La Comisión también acreditó que el sufrimiento causado a la mujer fue intencional y con el objetivo de obtener información, lo que le provocó graves afectaciones psicológicas y emocionales.
Aunque el video se difundió en abril de 2016, la Sedena tuvo conocimiento del caso desde diciembre de 2015, pero fue hasta el año siguiente que cumplimentó una orden de aprehensión contra un capitán y una soldado de la Policía Militar.

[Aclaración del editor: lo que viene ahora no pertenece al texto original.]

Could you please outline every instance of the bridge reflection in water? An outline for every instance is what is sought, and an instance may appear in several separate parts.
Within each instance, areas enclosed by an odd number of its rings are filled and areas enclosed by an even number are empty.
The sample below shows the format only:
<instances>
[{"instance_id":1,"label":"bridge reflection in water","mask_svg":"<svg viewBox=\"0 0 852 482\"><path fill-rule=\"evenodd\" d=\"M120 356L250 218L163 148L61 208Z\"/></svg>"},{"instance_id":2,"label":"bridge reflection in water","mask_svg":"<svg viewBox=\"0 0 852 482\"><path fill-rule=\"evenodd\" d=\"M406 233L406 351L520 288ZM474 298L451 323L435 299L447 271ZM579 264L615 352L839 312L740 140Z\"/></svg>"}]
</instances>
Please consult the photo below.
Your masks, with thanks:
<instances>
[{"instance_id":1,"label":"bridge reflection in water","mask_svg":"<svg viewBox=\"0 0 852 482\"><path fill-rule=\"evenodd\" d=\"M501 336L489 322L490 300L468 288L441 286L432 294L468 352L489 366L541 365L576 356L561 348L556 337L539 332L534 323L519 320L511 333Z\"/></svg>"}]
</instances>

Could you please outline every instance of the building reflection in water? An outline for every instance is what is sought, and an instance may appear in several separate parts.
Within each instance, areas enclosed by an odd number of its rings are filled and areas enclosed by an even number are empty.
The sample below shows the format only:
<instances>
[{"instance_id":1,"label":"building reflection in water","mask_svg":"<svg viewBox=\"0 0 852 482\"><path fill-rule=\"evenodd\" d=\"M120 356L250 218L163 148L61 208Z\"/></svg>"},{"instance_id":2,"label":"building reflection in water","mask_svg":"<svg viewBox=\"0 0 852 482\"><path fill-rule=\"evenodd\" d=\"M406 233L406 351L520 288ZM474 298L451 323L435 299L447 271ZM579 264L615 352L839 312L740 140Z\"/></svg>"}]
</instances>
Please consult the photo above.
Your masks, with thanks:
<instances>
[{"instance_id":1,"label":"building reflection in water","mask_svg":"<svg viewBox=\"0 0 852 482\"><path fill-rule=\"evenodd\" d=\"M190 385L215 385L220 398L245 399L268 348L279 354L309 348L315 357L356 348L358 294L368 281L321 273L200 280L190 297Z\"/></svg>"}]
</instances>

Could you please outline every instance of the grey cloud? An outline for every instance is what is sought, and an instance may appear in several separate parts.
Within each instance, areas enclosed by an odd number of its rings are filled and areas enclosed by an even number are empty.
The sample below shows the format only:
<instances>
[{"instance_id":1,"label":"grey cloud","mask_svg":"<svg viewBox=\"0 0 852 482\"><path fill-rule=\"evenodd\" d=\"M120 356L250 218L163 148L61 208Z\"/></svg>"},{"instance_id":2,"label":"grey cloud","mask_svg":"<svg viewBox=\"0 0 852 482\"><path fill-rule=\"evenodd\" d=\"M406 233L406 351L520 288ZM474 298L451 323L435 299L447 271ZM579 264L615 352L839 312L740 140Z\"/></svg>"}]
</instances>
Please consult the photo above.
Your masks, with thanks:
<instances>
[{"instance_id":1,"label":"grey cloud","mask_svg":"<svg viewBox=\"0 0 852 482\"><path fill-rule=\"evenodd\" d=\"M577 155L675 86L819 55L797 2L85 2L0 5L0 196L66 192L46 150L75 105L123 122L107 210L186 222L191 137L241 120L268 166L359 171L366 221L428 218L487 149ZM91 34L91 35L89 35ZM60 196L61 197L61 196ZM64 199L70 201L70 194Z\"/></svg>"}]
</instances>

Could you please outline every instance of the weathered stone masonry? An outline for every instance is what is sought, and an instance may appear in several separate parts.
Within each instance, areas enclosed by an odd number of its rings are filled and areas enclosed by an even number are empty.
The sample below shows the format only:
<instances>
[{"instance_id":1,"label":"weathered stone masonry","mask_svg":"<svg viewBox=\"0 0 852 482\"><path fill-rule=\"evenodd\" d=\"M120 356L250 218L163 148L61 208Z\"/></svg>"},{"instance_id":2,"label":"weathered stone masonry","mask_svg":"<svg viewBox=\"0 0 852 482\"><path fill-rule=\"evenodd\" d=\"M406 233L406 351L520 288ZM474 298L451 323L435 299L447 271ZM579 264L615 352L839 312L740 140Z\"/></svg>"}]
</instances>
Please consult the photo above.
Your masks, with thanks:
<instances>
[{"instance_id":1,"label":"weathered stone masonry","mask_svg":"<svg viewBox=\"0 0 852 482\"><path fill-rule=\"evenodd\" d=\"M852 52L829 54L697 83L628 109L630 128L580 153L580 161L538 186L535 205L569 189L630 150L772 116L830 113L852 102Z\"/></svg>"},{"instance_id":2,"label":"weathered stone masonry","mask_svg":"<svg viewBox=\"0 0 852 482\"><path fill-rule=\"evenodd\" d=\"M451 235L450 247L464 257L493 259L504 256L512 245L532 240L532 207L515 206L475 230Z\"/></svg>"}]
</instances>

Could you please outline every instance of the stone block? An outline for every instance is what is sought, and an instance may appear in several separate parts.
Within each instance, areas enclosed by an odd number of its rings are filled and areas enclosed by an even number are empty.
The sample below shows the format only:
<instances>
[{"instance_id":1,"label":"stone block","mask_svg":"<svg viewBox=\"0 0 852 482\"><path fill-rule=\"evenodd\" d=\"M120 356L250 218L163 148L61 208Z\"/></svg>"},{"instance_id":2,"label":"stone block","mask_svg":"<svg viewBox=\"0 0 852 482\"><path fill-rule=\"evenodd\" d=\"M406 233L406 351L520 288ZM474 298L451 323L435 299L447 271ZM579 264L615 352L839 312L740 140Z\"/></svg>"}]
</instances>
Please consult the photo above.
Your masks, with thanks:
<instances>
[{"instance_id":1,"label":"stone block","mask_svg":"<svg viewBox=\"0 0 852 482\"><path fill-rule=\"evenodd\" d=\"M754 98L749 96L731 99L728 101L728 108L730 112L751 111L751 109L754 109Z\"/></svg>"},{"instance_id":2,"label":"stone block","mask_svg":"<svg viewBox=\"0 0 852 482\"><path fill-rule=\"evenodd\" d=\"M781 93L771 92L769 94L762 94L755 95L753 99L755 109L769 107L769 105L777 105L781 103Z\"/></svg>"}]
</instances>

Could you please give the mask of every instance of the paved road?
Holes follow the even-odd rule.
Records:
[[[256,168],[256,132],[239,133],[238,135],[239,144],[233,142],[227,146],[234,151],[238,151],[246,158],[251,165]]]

La CNDH solicitó que se investigue si más servidores públicos, tanto de la Policía Federal como de la SEDENA tuvieron participación, ya sea por acción o por haber tolerado tales conductas.
Acreditadas las violaciones a derechos humanos, la Comisión Nacional recomendó a la SEDENA y a la CNS coordinarse para reparar el daño de forma integral a las siete personas agraviadas.
También, ordenar que los elementos de ambas instancias empleen, en todos sus operativos, cámaras fotográficas, de videograbación y grabación de audio; capacitar a los servidores públicos en materia de derechos humanos, en especial sobre prevención y erradicación de la tortura y otros tratos o penas crueles.
A la CNS le pide, además, instruir a los servidores públicos de la Policía Federal para que elaboren sus partes informativos apegándose a la verdad y se fomente en ellos la cultura de la legalidad y el respeto a los derechos humanos.